Which makes Tori a Daughter of Darkness, similar to Madonna in the sense she claims her right to be openly explicitly sexual. And they both fancied Jesus as nippers, and they've both been raped.

Did you know Madonna was raped?

"No," says Tori, blankly, "I didn't know that. Right. I don't know anyone that hasn't been abused in some way. No-one. It's not always physical."

Bleak, isn't it, reality. Can people change?

"Awareness will change us," she attests, "it will change when a generation rises up and says, 'We're not gonna pass it down, it's gonna stop right here'."

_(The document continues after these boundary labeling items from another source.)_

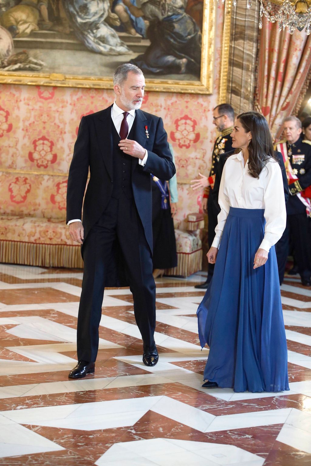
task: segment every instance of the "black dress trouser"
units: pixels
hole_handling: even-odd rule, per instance
[[[282,238],[276,245],[280,284],[284,279],[290,237],[292,238],[295,259],[299,274],[302,279],[309,280],[311,275],[311,238],[309,219],[305,212],[287,215],[285,229]]]
[[[134,313],[145,350],[154,349],[155,284],[150,248],[133,198],[111,198],[83,244],[84,270],[77,328],[78,360],[96,359],[104,283],[116,241],[124,261]]]

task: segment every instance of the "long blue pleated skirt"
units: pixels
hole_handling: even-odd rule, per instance
[[[204,379],[235,391],[289,390],[287,347],[274,246],[254,269],[263,209],[230,207],[213,279],[197,315],[209,353]]]

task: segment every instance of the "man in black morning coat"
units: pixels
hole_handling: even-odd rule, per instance
[[[84,261],[78,364],[69,375],[75,378],[95,370],[105,286],[129,285],[143,361],[154,366],[159,358],[151,174],[169,179],[176,171],[162,119],[139,110],[145,85],[141,71],[120,65],[113,83],[113,105],[83,117],[69,171],[66,221],[71,238],[82,245]]]

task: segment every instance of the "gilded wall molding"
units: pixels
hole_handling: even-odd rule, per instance
[[[224,103],[227,101],[229,54],[230,52],[230,35],[231,32],[232,0],[226,0],[224,14],[223,29],[221,47],[220,83],[218,103]]]

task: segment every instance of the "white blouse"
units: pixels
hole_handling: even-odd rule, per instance
[[[280,165],[269,161],[254,178],[248,172],[249,161],[244,166],[243,154],[234,154],[226,160],[219,187],[218,203],[221,212],[212,246],[218,248],[230,207],[240,209],[264,209],[264,236],[259,248],[268,252],[282,235],[286,224],[286,210],[283,180]]]

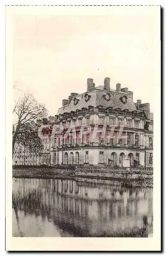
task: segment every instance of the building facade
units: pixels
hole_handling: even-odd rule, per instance
[[[153,167],[153,115],[149,103],[134,103],[133,95],[119,83],[110,89],[108,77],[97,87],[88,78],[87,91],[71,93],[54,119],[49,117],[48,123],[62,132],[43,134],[40,154],[23,156],[16,150],[13,164],[123,167],[127,157],[131,166]]]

Tori, part Scottish, now talks about something else, something beautiful: the Scottish Highlands. "I've been," she sparkles, "I went looking for the warriors. Where are all the warriors?"

You won't find any warriors up there anymore, only alcoholics, Russians. And midges.

And she's up and off, darting across a rain-slewed Camden High Street, where she's almost killed by a Vauxhall Cavalier, into a cab bound eventually for Milan where she will doubtless be asked to sing to Italian fish and present herself inside-out in the flash-bulb glare of the entire globe. But not before she's stood, quite calmly, in the rain for ten minutes and completed the "Just How Mad/Pervy/Religiously Unhinged Is Tori Amos, really?" Word Association Survey.

Your reaction, if you please, Mrs. Alleged Sven The Crystal Dolphin On Fire Having Sex With Jesus On Jupiter, to the following words...

Blue: "Pig"
Art: "Moustache"
Sin: "Oh boy. That's my answer"
Fuck: "Fair enough"
Death: "Black"
Cook: "Air"
Star: "Purse"
Fear: "Water"
Free: "Formula One"
Blow: "Plant"
Knob: "Hell's Angel"
Bad: "Whip"
Cream: "Whiskers"
Hate: "Screaming"
Fly: "Smoke"
Love: "Upstairs"
Spook: "Treat"
Sore: "My butt"
Breath: "Lipstick"
Spoon: "Johnny"
Pop: "Goes the weasel"
Peace: "High"
Hope: "High heels"
Job: "Tiring"
Nice: "Friends"
Scream: "Drums"
Dream: "Balloons"
Skewer: "Filet mignon"
Choke: "Hands"
Old: "Fragile"
Blood: "Divine"
Boy: "Peanut butter"
Woman: "Dance"
Hell: "More ice cream"
Life: "A serial"
Pure: "Black"
Soul: "Sparkling"
Man: "Beautiful"
Girl: "Giggles"
Heaven: "Ice cream"
Lust: "Unstoppable"

So, she's not quite mad after all, then, just a self-expressing, justice-seeking, truth exposing passionately bamboozling emotional activist with an imagination the size of the sky - a Formula One braveheart herself. May her wildest balloons come true.